The scarcity of the long-term NBA contract

Gordon is one of few non-stars who earned a long-term contract this past summer. There are a number of reasons for this, namely that teams have had little money to spend following the 2016 cap explosion, when the likes of Timofey Mozgov and Evan Turner were rewarded ridiculously for having promising contract years, and players are hoping to cash in when the cap boons to $109 million next season and $118 million in 2020. There are several Contract Year Phenomena that are resulting.

For one, more players have been in contract years more often. Players are required to remain at peak performance to leverage a series of shorter-term deals. This is good business for personal trainers, as more than half the league is slotted to enter free agency in 2019. In an ideal world, having so many players in top shape should translate into a better league, but this doesn’t always have the desired effect. There are only so many minutes and and there is only so much money to go around, creating some tricky situations for teams trying to satisfy so many players who want to maximize their value.

When contract years go wrong

Take Celtics guard Terry Rozier, for example. I’m not saying his diminished performance and playing time is some conspiratorial plan by the Celtics to re-sign him for diminished value in July, but whether it’s a matter of pressing too much or a lack of opportunity behind Kyrie Irving (also in a contract year) or some combination of all of these things, Rozier is underwhelming in the final year of his deal. He entered this season with reported expectations of a $20 million starting salary on his next contract, thanks to a breakout performance in Irving’s absence during the team’s Eastern Conference finals run.
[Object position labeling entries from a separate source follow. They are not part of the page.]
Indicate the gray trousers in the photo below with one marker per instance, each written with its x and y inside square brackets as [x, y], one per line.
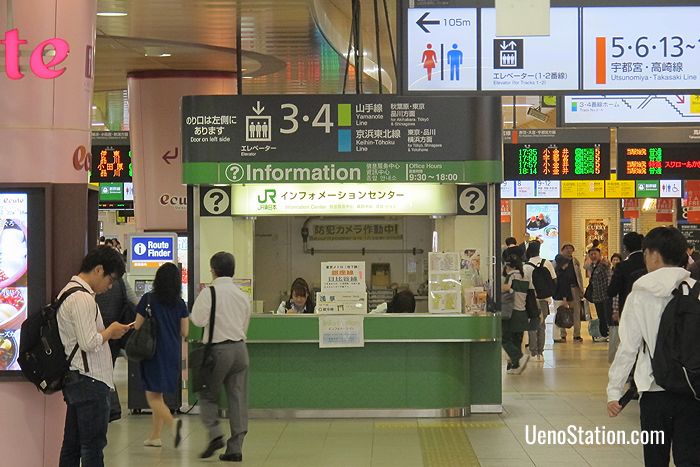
[230, 374]
[536, 338]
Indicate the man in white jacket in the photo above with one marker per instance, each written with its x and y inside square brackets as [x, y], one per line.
[677, 415]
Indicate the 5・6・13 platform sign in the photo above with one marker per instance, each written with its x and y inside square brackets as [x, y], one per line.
[307, 139]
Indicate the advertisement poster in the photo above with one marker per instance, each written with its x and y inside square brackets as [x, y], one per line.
[341, 331]
[444, 285]
[597, 229]
[13, 275]
[345, 276]
[542, 223]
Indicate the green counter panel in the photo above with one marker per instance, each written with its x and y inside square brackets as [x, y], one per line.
[381, 328]
[408, 362]
[378, 376]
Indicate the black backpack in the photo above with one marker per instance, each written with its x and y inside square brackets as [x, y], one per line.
[42, 356]
[542, 280]
[676, 360]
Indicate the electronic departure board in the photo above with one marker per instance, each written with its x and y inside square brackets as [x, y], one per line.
[651, 153]
[556, 154]
[111, 157]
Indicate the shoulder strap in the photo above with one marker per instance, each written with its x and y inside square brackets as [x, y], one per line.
[59, 302]
[212, 316]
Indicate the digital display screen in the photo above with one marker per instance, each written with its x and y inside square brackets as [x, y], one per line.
[542, 223]
[560, 161]
[644, 48]
[13, 275]
[615, 109]
[658, 153]
[661, 160]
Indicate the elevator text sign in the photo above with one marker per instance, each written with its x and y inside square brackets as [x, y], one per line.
[45, 70]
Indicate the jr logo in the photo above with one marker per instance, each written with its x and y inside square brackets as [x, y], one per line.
[269, 196]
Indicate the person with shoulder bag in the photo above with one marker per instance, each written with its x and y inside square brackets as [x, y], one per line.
[543, 277]
[160, 374]
[226, 338]
[87, 384]
[514, 328]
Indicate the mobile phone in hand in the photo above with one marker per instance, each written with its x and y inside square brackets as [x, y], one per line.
[627, 396]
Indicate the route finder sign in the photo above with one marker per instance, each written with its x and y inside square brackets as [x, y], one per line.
[441, 50]
[331, 139]
[557, 154]
[658, 153]
[533, 62]
[644, 48]
[150, 251]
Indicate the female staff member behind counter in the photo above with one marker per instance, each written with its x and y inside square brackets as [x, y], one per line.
[300, 300]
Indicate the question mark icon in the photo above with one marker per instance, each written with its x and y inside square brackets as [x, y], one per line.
[216, 201]
[472, 200]
[234, 172]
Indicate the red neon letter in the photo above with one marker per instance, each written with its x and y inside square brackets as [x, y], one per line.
[12, 43]
[43, 70]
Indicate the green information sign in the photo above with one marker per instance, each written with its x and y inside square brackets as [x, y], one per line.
[209, 173]
[647, 188]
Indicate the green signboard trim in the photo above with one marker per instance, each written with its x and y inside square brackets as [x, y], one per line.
[210, 173]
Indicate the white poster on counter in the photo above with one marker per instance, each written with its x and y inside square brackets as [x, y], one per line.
[336, 331]
[444, 283]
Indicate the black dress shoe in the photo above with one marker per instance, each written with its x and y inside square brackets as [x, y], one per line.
[214, 444]
[233, 457]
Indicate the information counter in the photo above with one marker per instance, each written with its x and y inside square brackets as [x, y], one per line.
[413, 365]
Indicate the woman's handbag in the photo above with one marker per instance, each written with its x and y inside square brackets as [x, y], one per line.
[564, 317]
[142, 343]
[202, 361]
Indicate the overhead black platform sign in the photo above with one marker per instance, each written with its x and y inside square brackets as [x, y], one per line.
[333, 138]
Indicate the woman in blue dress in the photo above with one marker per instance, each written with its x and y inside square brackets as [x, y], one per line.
[160, 374]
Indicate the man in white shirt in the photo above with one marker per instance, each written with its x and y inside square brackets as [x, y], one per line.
[536, 336]
[677, 415]
[232, 317]
[87, 385]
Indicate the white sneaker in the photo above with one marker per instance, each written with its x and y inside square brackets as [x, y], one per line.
[523, 363]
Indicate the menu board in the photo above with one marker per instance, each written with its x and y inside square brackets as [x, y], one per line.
[658, 153]
[13, 275]
[534, 62]
[556, 154]
[641, 48]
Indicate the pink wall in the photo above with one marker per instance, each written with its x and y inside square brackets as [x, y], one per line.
[32, 430]
[43, 121]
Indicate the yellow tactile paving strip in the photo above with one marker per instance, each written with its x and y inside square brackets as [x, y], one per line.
[443, 443]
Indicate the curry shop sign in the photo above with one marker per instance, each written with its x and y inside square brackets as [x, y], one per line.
[12, 43]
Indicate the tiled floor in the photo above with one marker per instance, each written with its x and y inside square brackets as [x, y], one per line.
[567, 389]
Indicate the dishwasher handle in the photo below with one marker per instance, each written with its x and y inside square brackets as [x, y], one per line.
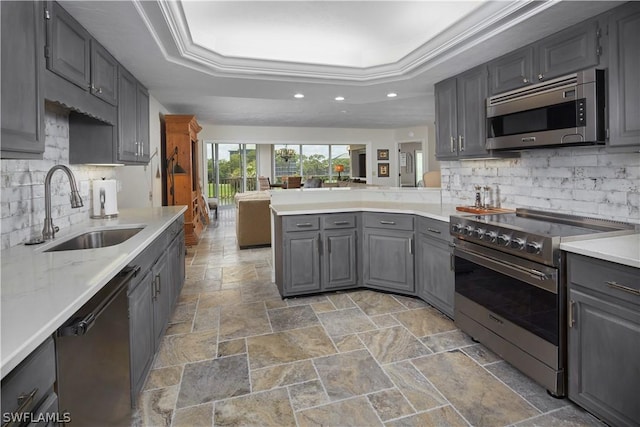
[79, 327]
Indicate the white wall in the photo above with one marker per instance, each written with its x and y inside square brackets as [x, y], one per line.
[141, 185]
[581, 181]
[373, 138]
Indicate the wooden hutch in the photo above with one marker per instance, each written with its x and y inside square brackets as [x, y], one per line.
[183, 185]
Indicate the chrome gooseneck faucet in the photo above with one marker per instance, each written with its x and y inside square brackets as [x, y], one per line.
[49, 230]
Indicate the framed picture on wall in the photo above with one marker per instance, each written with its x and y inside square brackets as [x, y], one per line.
[383, 170]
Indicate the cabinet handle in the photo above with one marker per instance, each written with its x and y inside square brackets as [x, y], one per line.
[24, 400]
[571, 320]
[615, 285]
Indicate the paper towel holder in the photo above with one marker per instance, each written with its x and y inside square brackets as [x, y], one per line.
[103, 198]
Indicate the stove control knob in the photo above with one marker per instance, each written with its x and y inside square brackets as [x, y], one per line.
[534, 247]
[504, 239]
[518, 243]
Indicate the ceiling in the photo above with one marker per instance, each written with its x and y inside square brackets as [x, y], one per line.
[241, 62]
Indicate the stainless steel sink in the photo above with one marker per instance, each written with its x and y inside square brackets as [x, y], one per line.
[96, 239]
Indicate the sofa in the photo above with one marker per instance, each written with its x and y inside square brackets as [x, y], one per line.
[253, 219]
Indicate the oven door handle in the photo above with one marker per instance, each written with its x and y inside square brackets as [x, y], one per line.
[543, 280]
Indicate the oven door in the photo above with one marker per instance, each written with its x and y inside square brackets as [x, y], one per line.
[510, 299]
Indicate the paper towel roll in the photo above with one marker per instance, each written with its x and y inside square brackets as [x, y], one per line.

Rozier’s forthcoming contract negotiations are undoubtedly an underlying factor. He has been open about his desire to be a starter, and reports about his frustration level have become more frequent. The pressure of performing in a contract year can take on many forms, not all of which are great.

Facing the possibility of signing a five-year maximum extension with a team for whom he no longer wanted to play or a four-year max contract with a new team for whom he does, Jimmy Butler instead quit on the Minnesota Timberwolves in an attempt to get the best of both worlds. Soon-to-be free agents like Washington Wizards wing Kelly Oubre Jr. and Chicago Bulls forward Jabari Parker have both tried to expand the scope of their roles to the detriment of their teams. Dragan Bender, the former No. 4 overall pick whose fourth-year option was declined prior to this season, came out with it publicly this week: “I worked my ass off over the summer. To be sitting on the bench is kind of frustrating.”

Then, there’s whatever the heck Golden State Warriors guard Pat McCaw is doing right now.

Most everyone in the NBA believes they’re worth more than they’re being paid, which is part of what got them here in the first place. It’s hard to prove your value when you’re not playing, and that same competitiveness produces varying outcomes when the opportunity arises. Some rise to the occasion, others stumble in its face, and the worst of the lot mails it in when the ink dries on that next deal.